Last night saw the final event of the 2007 "50th Anniversary" celebrations of the Lovell telescope at Jodrell Bank.

There were two ADAS members present. Myself, using a Konus 120mm F8.3 Refactor mounted onto a Vixen GP-DX. And Colin Bowler who was using a fine Celestron C8 and Vixen GP-D2, together with a 10" Callisto Dob.

Also present at last night's event, were members from Macclesfield AS. There certainly was, a lot of telescope's on show. And the event was a sell out, but I don't know the actual numbers, but there must have been over 100+ people there, braving the sub zero conditions.

Soon after the event started at 19:00ut, we where all treated to a magnificent -4 Geminid at 19:40ut.
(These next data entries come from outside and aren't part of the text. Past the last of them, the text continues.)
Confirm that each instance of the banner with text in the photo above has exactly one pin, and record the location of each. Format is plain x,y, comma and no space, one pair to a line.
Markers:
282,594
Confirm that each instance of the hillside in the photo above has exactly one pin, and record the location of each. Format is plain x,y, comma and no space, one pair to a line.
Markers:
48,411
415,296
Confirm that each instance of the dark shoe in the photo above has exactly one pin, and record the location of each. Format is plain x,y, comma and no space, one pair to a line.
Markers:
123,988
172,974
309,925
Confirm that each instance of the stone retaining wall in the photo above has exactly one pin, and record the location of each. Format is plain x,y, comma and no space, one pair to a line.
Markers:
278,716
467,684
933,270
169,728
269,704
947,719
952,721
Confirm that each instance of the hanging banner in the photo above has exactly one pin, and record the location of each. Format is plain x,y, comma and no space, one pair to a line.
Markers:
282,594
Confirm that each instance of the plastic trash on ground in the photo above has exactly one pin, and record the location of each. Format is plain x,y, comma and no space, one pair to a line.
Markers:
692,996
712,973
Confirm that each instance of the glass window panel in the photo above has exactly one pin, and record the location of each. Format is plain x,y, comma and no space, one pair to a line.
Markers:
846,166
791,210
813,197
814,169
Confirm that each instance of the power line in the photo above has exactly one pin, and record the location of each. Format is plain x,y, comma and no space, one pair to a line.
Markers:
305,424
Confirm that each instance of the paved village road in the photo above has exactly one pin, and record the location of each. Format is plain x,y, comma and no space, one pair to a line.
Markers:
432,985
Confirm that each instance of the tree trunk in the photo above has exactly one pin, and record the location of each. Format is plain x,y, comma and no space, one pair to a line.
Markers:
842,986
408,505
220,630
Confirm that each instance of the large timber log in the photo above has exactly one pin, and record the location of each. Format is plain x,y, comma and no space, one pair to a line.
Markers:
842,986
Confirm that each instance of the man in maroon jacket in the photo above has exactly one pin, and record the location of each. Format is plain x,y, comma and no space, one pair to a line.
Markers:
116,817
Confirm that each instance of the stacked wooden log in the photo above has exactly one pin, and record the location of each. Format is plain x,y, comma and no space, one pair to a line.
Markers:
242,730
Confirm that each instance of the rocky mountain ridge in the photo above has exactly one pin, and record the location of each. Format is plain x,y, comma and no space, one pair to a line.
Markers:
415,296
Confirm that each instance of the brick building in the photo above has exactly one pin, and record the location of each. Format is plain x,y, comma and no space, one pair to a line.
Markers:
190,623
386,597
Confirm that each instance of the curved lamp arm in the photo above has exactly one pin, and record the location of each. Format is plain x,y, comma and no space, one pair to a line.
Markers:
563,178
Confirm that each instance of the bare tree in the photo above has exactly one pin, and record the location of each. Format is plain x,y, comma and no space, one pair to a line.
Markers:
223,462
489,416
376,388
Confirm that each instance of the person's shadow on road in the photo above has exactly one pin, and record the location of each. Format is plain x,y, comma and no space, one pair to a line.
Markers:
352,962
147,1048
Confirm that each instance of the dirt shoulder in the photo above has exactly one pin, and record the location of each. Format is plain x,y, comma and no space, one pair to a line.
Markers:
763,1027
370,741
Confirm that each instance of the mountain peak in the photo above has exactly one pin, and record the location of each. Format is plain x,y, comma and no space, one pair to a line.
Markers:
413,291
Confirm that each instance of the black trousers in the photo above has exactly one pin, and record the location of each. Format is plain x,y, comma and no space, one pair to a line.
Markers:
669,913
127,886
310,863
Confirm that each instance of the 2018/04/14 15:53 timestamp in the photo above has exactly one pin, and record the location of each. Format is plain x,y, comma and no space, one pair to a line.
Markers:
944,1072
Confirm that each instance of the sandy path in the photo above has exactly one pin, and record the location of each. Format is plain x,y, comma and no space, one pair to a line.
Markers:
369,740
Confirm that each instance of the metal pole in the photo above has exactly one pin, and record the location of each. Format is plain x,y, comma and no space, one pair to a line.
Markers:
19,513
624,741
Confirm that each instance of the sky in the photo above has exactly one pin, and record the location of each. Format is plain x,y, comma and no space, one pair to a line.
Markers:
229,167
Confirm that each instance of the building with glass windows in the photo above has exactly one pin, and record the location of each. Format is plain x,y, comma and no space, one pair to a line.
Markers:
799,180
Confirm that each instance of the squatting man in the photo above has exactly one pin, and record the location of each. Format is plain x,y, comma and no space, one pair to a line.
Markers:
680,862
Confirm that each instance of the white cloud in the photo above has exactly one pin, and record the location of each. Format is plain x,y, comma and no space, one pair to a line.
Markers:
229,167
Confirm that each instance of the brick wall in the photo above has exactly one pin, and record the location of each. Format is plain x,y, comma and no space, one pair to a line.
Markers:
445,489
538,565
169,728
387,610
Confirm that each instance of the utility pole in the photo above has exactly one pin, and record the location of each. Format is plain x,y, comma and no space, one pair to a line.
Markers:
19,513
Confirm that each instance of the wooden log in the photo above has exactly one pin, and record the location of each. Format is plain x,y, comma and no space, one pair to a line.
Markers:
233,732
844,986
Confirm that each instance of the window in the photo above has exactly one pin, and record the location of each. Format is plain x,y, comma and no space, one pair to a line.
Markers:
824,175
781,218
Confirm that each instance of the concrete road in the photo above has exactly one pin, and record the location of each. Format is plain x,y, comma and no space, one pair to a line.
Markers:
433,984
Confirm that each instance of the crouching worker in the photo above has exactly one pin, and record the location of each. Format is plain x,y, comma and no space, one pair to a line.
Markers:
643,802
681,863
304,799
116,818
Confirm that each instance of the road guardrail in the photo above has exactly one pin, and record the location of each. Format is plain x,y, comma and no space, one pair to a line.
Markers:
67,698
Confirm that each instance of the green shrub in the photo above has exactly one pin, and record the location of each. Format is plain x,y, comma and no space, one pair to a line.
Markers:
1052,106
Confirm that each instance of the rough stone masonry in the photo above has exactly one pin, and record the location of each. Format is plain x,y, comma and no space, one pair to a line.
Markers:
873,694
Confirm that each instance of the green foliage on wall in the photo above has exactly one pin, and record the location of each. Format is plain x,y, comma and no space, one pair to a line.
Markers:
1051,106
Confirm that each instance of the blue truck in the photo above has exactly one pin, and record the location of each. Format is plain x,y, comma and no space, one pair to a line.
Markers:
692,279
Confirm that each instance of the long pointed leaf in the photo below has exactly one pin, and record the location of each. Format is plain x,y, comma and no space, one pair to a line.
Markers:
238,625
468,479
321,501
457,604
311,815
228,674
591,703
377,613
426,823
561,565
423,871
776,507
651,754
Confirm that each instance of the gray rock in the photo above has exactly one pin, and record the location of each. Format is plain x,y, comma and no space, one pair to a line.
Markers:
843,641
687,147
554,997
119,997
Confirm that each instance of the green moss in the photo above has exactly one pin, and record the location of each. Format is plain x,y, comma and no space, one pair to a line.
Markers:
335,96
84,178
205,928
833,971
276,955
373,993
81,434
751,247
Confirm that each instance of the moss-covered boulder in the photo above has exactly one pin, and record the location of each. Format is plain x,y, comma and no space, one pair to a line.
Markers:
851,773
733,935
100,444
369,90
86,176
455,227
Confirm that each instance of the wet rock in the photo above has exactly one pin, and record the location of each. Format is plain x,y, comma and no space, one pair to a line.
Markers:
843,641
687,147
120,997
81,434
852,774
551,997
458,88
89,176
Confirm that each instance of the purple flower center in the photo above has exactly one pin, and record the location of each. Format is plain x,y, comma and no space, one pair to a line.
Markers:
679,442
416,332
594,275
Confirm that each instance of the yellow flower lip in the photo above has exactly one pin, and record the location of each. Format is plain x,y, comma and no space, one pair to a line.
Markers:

This bolide appeared from the direction of Castor and slowly moved north-east fading near the boarder with Lynx. The meteor had a nice luminous trail, which lasted several seconds.

Once the excitement had died down, it was time to show the crowds some celestial views.

My first target was the Moon. Using my 24mm Panoptic (x41) the Moon was very clear and sharp, despite it's low altitude. Through this eyepiece there was a lovely view of Earth shine, illuminating the Moons dark crescent. With higher power, we were treated to views of mountains and craters which really wowed those who were looking.

After what seemed like an hour. I finally found a fading comet 17P/Holmes. The comet is now a very diffuse object, and looks more like a brighter version of M33 and it was difficult to see with the light pollution from the visitors center.

We next had a look at M31, and this galaxy was quite a show stopper! I was able to show them both M31 and the two satellite galaxies M32 and M110. It really looked magnificat through my Astronomic CLS filter, and even at low power, you could begin to see some faint spiral arms.

Next up was M45, followed by M42. Using a Baader UHC-S filter and 24mm Pany. M42 was a glorious sight. And I had many people queuing up for a peak, at this huge Stella nursery.

Later in the evening I turned my 4.75" "OG" onto the star of the show. Mars. At x200 with a red filter. Mars was very clear but only during those moments of steady seeing. The main feature visible was Syrtis Major, and what I thought was the North polar cap. I later found out back home, I was actually looking at the huge Helas basin.Mars was a real show stopper and I had any number of visits to my telescope, once word had been passed, I was looking at the red planet.

By 22:00 the event was over. And after wishing every one a Happy Christmas, I went home happy, that I might have encouraged more people to take a look at what's up there.